Am 2. Juni um 2 Uhr morgens verschwindet die gesamte Menschheit, lautlos und ohne Spuren zu hinterlassen. Zurück bleiben die Sachen und die Tiere, die sich schon bald mit wachsender Furchtlosigkeit hervorwagen, um die Erde wieder in ihren Besitz zu nehmen. Übriggeblieben ist außerdem: ein einziger Mensch, ein Einzelgänger, der mit der Welt nicht zurechtkam und sich in ebendieser Nacht das Leben nehmen wollte. In einer paradoxen Umkehrung wird der verhinderte Selbstmörder nun zum einzigen Repräsentanten menschlichen Lebens, zur Menschheit schlechthin.
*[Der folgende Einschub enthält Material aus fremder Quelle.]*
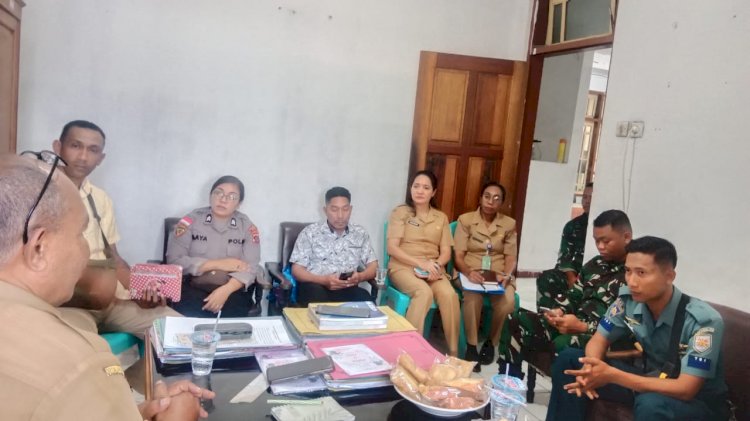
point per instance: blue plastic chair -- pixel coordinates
(121, 341)
(396, 299)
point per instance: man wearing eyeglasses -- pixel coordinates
(100, 300)
(49, 369)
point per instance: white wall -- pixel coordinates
(562, 108)
(291, 97)
(683, 69)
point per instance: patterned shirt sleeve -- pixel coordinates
(368, 253)
(302, 248)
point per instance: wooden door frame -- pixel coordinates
(538, 51)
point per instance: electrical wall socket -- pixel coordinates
(623, 129)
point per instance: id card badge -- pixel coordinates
(486, 259)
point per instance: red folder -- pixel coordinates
(389, 346)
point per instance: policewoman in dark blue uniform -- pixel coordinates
(681, 375)
(218, 248)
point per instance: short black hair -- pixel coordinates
(660, 249)
(338, 191)
(617, 219)
(230, 179)
(491, 184)
(81, 124)
(433, 179)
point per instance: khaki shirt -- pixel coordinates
(49, 370)
(106, 211)
(472, 236)
(199, 237)
(421, 238)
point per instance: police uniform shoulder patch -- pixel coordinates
(699, 362)
(253, 230)
(702, 342)
(618, 307)
(182, 226)
(114, 370)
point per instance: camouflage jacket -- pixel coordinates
(570, 256)
(596, 289)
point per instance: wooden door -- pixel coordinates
(10, 36)
(467, 125)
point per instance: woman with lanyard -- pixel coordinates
(485, 241)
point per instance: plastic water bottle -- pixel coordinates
(506, 397)
(504, 406)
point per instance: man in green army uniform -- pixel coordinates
(555, 282)
(683, 376)
(575, 315)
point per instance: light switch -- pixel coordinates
(623, 129)
(636, 129)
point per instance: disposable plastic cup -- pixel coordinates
(204, 350)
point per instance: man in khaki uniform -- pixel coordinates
(480, 233)
(424, 238)
(81, 145)
(49, 369)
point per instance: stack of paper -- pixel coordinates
(302, 325)
(299, 385)
(362, 363)
(377, 319)
(170, 337)
(484, 288)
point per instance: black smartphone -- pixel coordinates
(229, 330)
(299, 369)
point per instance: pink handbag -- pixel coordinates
(165, 278)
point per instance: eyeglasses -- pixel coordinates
(232, 197)
(52, 159)
(490, 198)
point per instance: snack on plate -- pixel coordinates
(464, 367)
(405, 382)
(458, 402)
(446, 385)
(440, 373)
(474, 388)
(405, 360)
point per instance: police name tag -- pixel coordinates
(486, 262)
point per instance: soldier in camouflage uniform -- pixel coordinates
(553, 283)
(575, 315)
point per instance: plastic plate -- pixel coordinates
(442, 412)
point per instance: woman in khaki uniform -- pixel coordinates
(482, 232)
(419, 239)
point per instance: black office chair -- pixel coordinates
(261, 283)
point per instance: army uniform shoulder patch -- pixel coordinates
(182, 226)
(702, 342)
(618, 307)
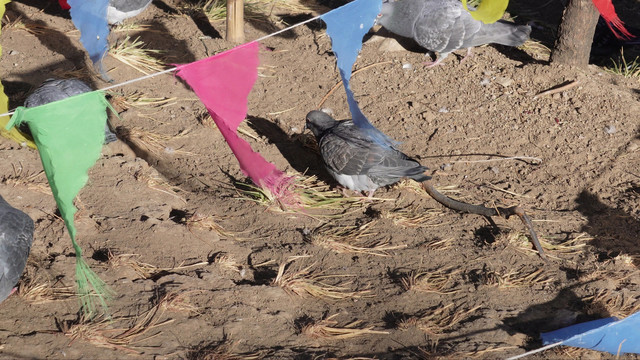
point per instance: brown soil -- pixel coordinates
(447, 284)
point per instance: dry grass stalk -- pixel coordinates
(327, 329)
(260, 10)
(413, 217)
(351, 239)
(441, 320)
(147, 271)
(99, 334)
(616, 303)
(210, 223)
(569, 352)
(222, 351)
(152, 142)
(440, 244)
(417, 188)
(31, 28)
(35, 181)
(436, 281)
(138, 99)
(569, 247)
(305, 193)
(483, 354)
(35, 290)
(517, 278)
(227, 262)
(536, 48)
(133, 53)
(309, 283)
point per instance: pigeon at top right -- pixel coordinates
(444, 26)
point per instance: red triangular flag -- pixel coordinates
(608, 13)
(223, 82)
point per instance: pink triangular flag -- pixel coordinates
(223, 82)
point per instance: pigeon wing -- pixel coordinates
(348, 150)
(438, 25)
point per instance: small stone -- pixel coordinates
(505, 82)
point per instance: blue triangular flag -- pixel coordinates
(90, 17)
(610, 335)
(346, 26)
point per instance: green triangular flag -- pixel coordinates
(69, 134)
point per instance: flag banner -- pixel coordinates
(69, 134)
(608, 13)
(13, 134)
(489, 11)
(90, 17)
(611, 335)
(223, 82)
(346, 26)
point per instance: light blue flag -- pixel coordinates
(90, 17)
(346, 27)
(610, 335)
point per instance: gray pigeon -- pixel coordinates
(444, 26)
(355, 160)
(55, 89)
(119, 10)
(16, 236)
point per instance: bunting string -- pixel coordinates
(166, 71)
Offen bleibt dabei die Frage, ob er, der einzig verschont Gebliebene, ein Auserwählter oder ein Verdammter ist.
Geschrieben kurz vor dem Freitod des Autors, ist Dissipatio ein visionäres Porträt unserer heutigen Zeit, ein philosophisches Vermächtnis und das Testament eines großen italienischen Solitärs.
Guido Morselli, geboren 1912 in Bologna, aufgewachsen in Mailand, war der Sohn eines wohlhabenden Unternehmers und promovierter Jurist. Er schrieb zahlreiche Romane und Essays, keiner davon wurde je von einem Verlag zur Publikation angenommen. 1973 nahm er sich, kurz nach der Niederschrift von Dissipatio, das Leben, ein Jahr später begann der renommierte Verlag Adelphi Morsellis Gesamtwerk zu publizieren.